DALLAS - For years, the members of the Dallas police DWI squad were the guardians of the night, protecting the city against drunk and intoxicated drivers and helping prevent deadly accidents.
The squad once numbered nine or 10 officers strong.
These days, it's a squad of one officer.
“It's pretty shocking that a police department the size of Dallas would be down to one DWI officer,” says attorney Deandra Grant, who defends those accused of drunken driving for a living.
Not only that but the numbers of overall DWI arrests for the entire department have plummeted by more than 50 percent – from 3,481 in 2009 to 1,598 in 2015.
Dallas Police Association president Ron Pinkston met with representatives of Mothers Against Drunk Driving Thursday morning to talk about his concerns about the situation.
“Our concern is that the Dallas Police Department is not being proactive,” Pinkston told News 8. “They’re going to wait until they have another victim before they react and it’ll be too late. We haven’t heard any explanation as to why this has happened.
“We just sat and watched the erosion of the DWI squad from 10 down to one,” he continued. “(It’s) amazing that it’s not a priority for the Dallas Police Department to make sure citizens are safe on the roads.”
MADD officials say they’ve reached out to the department to request a meeting. Their statement noted that Texas led the nation in drunk-driving fatalities with more than 1,400 deaths in 2014.
“Law enforcement officers are our first line of defense against drunk driving and we support the need for strong DWI enforcement in Dallas-Fort Worth, as well as support the necessary funding needed for them to effectively fulfill their DWI enforcement,” said Jason Derscheid, executive director of the MADD North Texas affiliate.

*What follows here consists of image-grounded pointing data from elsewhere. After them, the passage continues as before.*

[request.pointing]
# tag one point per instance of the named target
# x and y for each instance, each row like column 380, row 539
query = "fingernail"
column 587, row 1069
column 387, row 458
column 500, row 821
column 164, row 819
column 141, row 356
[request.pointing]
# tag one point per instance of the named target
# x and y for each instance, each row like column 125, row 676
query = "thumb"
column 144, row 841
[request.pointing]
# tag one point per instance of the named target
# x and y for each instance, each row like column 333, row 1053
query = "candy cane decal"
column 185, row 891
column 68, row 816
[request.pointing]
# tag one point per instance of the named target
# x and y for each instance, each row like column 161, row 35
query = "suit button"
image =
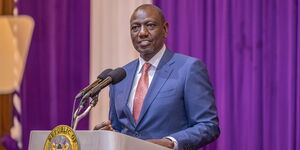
column 136, row 134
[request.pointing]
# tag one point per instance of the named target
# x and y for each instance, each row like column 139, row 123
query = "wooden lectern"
column 97, row 140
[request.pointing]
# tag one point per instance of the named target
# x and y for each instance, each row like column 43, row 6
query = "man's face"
column 148, row 32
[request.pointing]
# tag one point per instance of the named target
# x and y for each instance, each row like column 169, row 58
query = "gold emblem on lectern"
column 61, row 137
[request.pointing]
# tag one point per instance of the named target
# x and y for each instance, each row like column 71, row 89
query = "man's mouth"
column 144, row 43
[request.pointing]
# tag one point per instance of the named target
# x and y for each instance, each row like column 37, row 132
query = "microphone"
column 100, row 77
column 113, row 77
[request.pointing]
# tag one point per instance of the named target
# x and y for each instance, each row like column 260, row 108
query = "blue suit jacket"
column 179, row 103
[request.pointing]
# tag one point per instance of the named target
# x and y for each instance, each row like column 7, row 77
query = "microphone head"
column 104, row 74
column 117, row 75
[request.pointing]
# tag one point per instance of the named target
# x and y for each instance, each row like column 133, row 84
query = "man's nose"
column 144, row 32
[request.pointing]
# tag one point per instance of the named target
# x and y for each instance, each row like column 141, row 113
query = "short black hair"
column 161, row 14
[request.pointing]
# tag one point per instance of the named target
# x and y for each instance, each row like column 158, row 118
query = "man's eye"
column 134, row 28
column 151, row 26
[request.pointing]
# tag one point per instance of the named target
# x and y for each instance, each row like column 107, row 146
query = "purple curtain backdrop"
column 57, row 65
column 252, row 53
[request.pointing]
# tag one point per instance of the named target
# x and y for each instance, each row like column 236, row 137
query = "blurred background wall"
column 250, row 48
column 6, row 8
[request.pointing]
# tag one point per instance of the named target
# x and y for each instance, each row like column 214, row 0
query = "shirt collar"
column 154, row 60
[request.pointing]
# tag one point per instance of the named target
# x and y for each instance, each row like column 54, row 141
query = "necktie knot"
column 146, row 67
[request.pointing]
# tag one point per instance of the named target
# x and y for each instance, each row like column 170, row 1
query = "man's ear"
column 166, row 29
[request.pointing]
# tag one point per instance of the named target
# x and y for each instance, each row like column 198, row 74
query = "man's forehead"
column 145, row 13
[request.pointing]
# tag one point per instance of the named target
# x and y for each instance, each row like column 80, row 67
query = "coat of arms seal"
column 61, row 137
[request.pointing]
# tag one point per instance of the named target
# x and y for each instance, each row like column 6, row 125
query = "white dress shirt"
column 154, row 61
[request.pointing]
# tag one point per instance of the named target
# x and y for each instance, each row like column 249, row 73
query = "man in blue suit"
column 166, row 98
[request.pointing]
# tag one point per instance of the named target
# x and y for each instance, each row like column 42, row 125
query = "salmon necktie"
column 141, row 91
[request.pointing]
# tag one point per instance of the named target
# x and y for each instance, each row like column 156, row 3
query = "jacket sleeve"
column 203, row 123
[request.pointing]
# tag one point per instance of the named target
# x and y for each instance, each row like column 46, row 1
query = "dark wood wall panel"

Police Chief David Brown did not respond to a request from News 8 for comment. Deputy Chief Scott Walton, who oversees the traffic division, did not return a phone call.
Since Brown assumed command in 2010, the size of the squad and the corresponding number of DWI arrests has been on a steadily decline. In 2011, the squad made in excess of 800 arrests. The numbers dipped to below 300 in 2015.

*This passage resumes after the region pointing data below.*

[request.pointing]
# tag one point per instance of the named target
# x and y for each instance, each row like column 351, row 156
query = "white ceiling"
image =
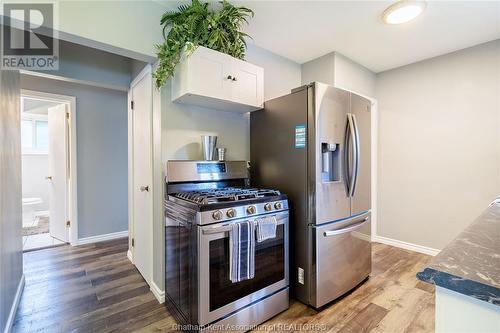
column 305, row 30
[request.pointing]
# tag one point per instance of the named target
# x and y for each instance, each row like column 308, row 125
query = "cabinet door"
column 208, row 74
column 247, row 83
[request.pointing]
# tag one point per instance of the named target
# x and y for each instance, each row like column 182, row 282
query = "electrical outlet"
column 301, row 276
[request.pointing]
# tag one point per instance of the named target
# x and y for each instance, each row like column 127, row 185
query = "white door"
column 142, row 192
column 58, row 169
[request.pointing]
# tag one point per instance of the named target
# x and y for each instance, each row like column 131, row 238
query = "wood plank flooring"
column 94, row 288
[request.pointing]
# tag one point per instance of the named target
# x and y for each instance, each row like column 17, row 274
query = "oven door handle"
column 227, row 227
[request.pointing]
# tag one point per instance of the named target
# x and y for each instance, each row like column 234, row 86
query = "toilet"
column 29, row 209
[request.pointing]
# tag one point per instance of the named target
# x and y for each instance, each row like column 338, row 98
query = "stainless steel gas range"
column 204, row 199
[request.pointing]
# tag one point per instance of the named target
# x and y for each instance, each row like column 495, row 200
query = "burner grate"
column 228, row 194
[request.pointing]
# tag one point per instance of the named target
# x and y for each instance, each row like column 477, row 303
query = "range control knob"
column 251, row 210
column 231, row 213
column 217, row 215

“Sometimes you have to shift resources, but I would equate that with … having someone walking around with a loaded shotgun blindfolded. They trip and fall and the gun goes off and you have serious injury or death,” says Thomas Glover, president of the Black Police Association of Greater Dallas. “You can’t take drunk driving lightly. It’s something that has to have a significant amount of resources aimed at stopping it.”
Other communities are devoting significantly more manpower to the issue. For example, Austin currently has a total of about 15 officers and five supervisors. Fort Worth has six officers and two supervisors assigned to its DWI unit.
Grant said she began noticing the disappearance of the DWI squad when unfamiliar names started popping up on police reports.
She said she would rather face a regular patrol officer in court than a seasoned DWI squad officer, who “were really tough witnesses to crack in a DWI trial.”
A patrol officer is going to make a lot more mistakes in large measure because they don’t often testify in DWI cases, she said. They also are more likely to make mistakes when conducting standardized field sobriety testing.
The key word is “standardized.”
“There are very specific ways you have to administer those tests on the roadside and often if officers aren’t doing it open, they forget what all the steps are and what the instructions are and how to even grade them,” Grant said. “If you’re not doing it every day, it’s easy to forget.”
Grant said the numbers reveal that drunken driving doesn’t rank as a high priority for the chief or his department.
“I think that it might take a really tragic incident in Dallas before DWI enforcement becomes a priority for DPD again, and that's unfortunate,” she said. “Certainly no one that does what I do for a living thinks we need to have more drunk drivers on the road.”
Last year, 15 men and women died in Dallas in drunken driving accidents. Tell it to them and their families that drunk driving enforcement isn't a priority.